Scientists baffled by sudden brightness of our galaxy’s supermassive black hole | MNN – Mother Nature Network
You never want to wonder what’s eating a black hole.
In fact, moodiness is the last thing you want from a light-bending, time-sucking void.
But something seems to have gotten Sagittarius A* all fired up.
And, since it’s the supermassive black hole at the heart of the Milky Way, it’s a little hard to ignore.
Their research, revealed in Cornell University’s arXiv, suggests Sagittarius A* is flashing 75 times brighter than it has since monitoring began more than 20 years ago.
Back in May, astronomer Tuan Do from the University of California just happened to be peering at the heart of the galaxy from Hawaii’s Keck Observatory, according to New Scientist.
He spotted something particularly bright. At first, Do assumed it was a star. Then he realized he was being flashed by the Milky Way’s supermassive black-hole-in-residence.
“It was strange because I had never seen the black hole that bright before,” Do tells New Scientist.
And how, you may ask, does something called a black hole twinkle? All that frantic hoovering of dust and gas generates a lot of heat and under a telescope’s ultraviolet eye, it appears to flicker. Think of it as a little stardust left around the mouth — or in this case, the accretion disk — of a messy eater.
Black holes have no time for napkins.
Hawaii’s Keck Observatory features twin telescopes that are sensitive to radio and ultraviolet wavelengths. (Photo: Abbie Warnock-Matthews/Shutterstock)
The unprecedented flash from Sagittarius A*, however, suggests the cosmic carnivore may have gobbled up a very spicy celestial meatball.
“Maybe more gas is falling into the black hole and that leads to higher amounts of accretion, which leads to it being brighter,” Do adds in New Scientist.
There’s also a chance the black hole finally got around to eating a gaseous object identified as G2, which was found to be approaching Sagittarius A* in 2014.
But frankly, scientists don’t understand why our black hole has suddenly grown so bright. Do and his team are hoping information from other telescopes can help solve the mystery.
One thing we do know is there’s no chance Sagittarius A* is on the move. These chasms in space and time don’t wander the galaxy looking for snacks. In fact, Sagittarius A* has been sitting at the same buffet table in the heart of the galaxy for billions of years.
But, like anyone who eats non-stop while being parked on their posteriors, black holes will gain mass — and expand in diameter.

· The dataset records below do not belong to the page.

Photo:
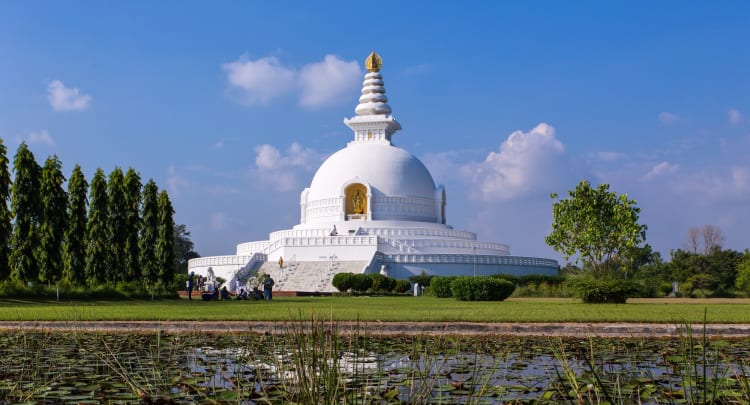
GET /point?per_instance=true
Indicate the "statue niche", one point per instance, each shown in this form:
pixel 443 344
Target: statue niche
pixel 356 201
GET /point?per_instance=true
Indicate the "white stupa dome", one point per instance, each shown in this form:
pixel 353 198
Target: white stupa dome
pixel 387 169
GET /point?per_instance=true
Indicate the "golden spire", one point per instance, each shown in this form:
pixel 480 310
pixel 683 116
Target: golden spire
pixel 373 63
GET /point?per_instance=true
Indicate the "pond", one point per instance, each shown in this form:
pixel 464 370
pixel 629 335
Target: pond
pixel 322 366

Most estimates peg the diameter of Sagittarius A* at around 14 million miles wide, with a mass of 3.6 million suns. That qualifies it, in astronomical terms, as supermassive — but not nearly enough for a membership card to the ultramassive black hole club.
That’s for the likes of the downright beastly Holm 15A*.
In any case, with Sagittarius A* some 25,640 light-years from Earth, we’re not even close to being folded into its expanding girth.
Unless, of course, you consider that a black hole not only doesn’t care for napkins, but also the rules of time and space.
We simply don’t know what these cosmic enigmas are capable of. Perhaps, as renowned astrophysicist Michio Kaku once suggested, a black hole could literally tear the universe a new one.
“If space is a fabric, then of course fabrics can have ripples, which we have now seen directly. But fabrics can also rip. Then the question is, what happens when the fabric of space and time is ripped by a black hole?” he told the Economic Times earlier this year.
Let’s just hope it was a spicy meatball.